Ordinary nonmagnetic fluids are known to become turbulent at sufficiently high Reynolds numbers and a similar behavior is expected for electrically conducting magnetized fluids, though direct experimental evidence is scarce. Some confusion may arise, however, owing to the convention, widespread in the fusion research community, of calling the Lundquist number S = LvA/η the magnetic Reynolds number, the latter being correctly defined by Rm = Lv/η, where v is some average fluid velocity. S ≫ 1 simply means that the resistivity is small, while the system may well be nonturbulent, or even static corresponding to Rm ≃ 0. S is an important theoretical parameter characterizing growth rates of possible resistive instabilities.

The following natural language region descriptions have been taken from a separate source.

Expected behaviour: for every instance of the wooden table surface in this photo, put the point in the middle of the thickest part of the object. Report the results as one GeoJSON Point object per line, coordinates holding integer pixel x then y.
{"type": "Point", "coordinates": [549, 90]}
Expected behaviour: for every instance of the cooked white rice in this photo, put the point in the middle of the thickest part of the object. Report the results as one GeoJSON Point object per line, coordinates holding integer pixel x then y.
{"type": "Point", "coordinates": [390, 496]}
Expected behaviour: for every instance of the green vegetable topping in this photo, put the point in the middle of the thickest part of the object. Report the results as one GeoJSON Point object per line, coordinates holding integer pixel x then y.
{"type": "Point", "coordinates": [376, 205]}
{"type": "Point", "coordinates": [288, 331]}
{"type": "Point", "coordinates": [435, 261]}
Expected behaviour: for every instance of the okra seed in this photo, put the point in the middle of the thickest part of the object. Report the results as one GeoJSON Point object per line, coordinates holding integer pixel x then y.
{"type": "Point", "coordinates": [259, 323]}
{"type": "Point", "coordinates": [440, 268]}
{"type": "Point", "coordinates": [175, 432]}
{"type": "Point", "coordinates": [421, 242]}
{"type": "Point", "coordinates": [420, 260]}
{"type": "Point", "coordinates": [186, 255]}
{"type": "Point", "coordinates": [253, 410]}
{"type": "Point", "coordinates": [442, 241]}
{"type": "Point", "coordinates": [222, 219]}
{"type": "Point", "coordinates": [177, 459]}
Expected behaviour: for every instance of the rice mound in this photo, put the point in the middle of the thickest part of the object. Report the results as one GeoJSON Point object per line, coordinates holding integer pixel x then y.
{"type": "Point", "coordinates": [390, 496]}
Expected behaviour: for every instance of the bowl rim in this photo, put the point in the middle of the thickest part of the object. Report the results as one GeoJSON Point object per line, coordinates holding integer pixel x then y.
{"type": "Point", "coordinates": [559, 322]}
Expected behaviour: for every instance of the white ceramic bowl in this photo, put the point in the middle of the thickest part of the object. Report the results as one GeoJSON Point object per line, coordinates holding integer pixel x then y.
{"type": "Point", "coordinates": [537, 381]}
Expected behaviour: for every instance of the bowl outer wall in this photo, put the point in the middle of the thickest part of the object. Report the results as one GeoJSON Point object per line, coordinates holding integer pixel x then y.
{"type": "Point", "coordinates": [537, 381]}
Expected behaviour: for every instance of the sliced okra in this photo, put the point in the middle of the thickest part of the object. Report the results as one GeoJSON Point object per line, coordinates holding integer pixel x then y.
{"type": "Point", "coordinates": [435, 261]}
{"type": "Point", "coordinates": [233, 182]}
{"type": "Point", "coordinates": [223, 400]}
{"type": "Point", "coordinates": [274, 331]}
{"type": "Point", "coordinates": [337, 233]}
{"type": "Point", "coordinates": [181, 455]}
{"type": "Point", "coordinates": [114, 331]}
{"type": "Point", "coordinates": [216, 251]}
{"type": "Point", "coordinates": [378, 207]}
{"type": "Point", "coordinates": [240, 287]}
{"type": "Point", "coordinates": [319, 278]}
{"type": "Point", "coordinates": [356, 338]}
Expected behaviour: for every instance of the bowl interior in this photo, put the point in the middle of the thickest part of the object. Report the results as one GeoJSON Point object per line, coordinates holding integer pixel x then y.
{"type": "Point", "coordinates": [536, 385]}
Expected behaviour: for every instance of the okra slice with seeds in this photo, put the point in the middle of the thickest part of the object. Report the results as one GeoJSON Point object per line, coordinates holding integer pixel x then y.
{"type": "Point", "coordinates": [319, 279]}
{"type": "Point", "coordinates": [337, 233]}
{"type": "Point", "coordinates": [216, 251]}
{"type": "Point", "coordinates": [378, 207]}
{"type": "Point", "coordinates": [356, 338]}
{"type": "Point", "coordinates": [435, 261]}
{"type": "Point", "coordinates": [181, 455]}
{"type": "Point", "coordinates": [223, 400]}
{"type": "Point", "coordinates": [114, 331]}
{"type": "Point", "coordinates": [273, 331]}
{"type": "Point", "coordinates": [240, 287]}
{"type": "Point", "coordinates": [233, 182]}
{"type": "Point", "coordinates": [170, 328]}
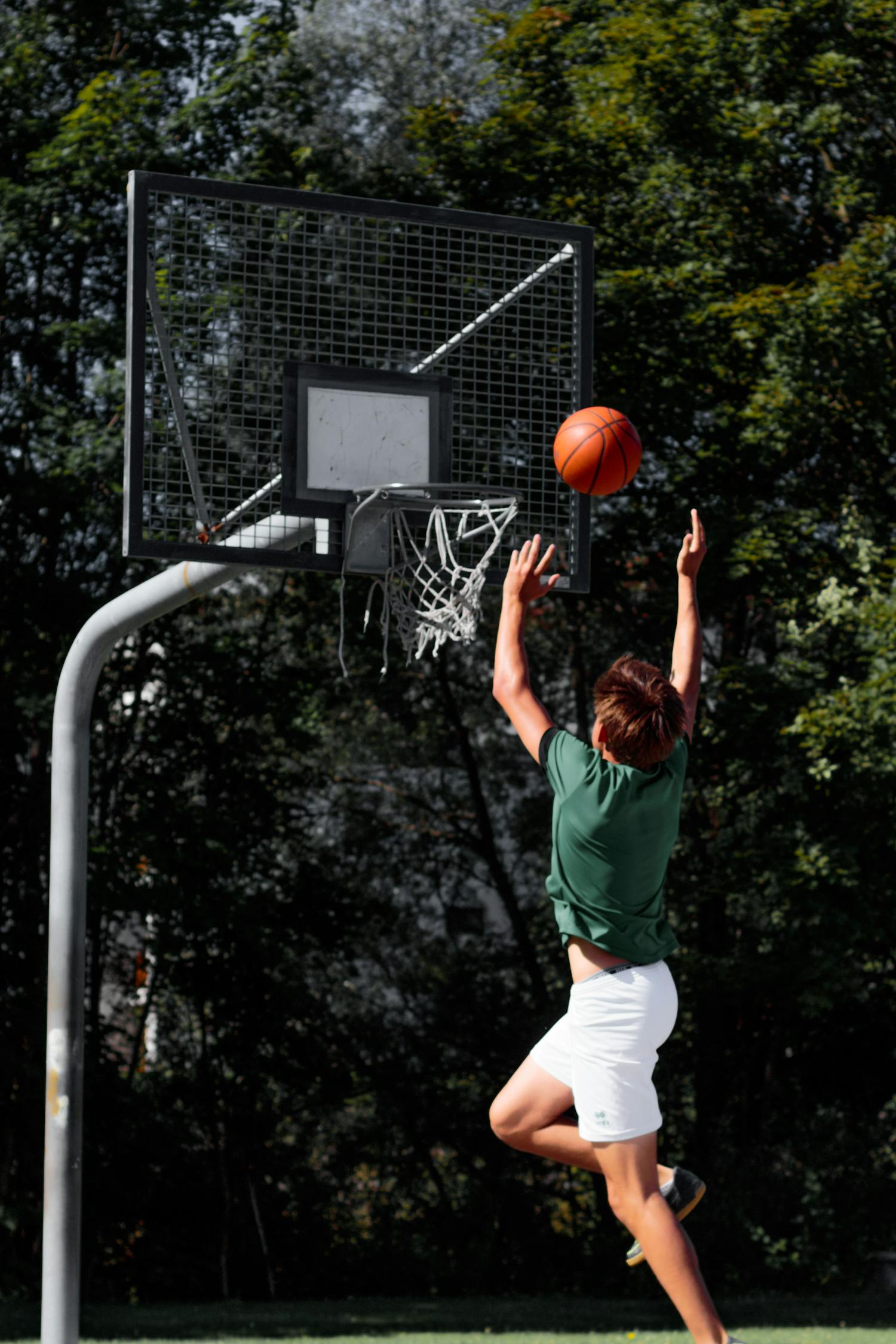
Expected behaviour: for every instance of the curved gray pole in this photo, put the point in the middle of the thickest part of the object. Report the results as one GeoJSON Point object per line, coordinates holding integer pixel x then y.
{"type": "Point", "coordinates": [67, 900]}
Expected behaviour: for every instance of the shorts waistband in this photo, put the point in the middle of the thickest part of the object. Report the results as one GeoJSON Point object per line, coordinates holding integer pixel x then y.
{"type": "Point", "coordinates": [610, 971]}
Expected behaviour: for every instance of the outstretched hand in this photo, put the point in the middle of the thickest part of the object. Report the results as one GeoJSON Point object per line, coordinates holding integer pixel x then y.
{"type": "Point", "coordinates": [692, 549]}
{"type": "Point", "coordinates": [524, 573]}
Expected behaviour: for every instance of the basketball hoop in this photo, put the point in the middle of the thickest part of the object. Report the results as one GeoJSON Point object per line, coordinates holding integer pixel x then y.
{"type": "Point", "coordinates": [430, 547]}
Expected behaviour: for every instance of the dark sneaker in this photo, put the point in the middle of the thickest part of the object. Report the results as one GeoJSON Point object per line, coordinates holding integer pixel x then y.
{"type": "Point", "coordinates": [686, 1194]}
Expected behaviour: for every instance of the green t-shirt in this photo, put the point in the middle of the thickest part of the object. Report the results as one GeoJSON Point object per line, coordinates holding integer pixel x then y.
{"type": "Point", "coordinates": [613, 831]}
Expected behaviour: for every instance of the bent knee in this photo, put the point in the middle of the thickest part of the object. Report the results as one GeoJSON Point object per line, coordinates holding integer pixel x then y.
{"type": "Point", "coordinates": [628, 1203]}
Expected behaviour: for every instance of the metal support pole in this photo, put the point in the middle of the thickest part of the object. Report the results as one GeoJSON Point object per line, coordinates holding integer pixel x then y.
{"type": "Point", "coordinates": [163, 593]}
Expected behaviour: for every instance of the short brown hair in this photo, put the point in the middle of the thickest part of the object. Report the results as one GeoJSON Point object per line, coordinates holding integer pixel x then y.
{"type": "Point", "coordinates": [643, 711]}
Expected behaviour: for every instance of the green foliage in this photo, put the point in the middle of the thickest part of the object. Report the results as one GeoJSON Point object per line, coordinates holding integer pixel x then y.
{"type": "Point", "coordinates": [289, 848]}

But only when large fluid velocities are generated in the nonlinear phase of an instability or by some external stirring Rm can become large, making the system prone to turbulence. MHD turbulence can thus be expected only in strongly dynamic systems, e.g. disruptive processes in tokamaks or flares in the solar atmosphere.

Though the behavior at Reynolds numbers close to the critical value, where the transition from laminar flow to turbulence occurs, has recently attracted much attention, the strongest interest is in the high-Reynolds-number regime, where turbulence is fully developed, which is characteristic of most turbulent fluids in nature.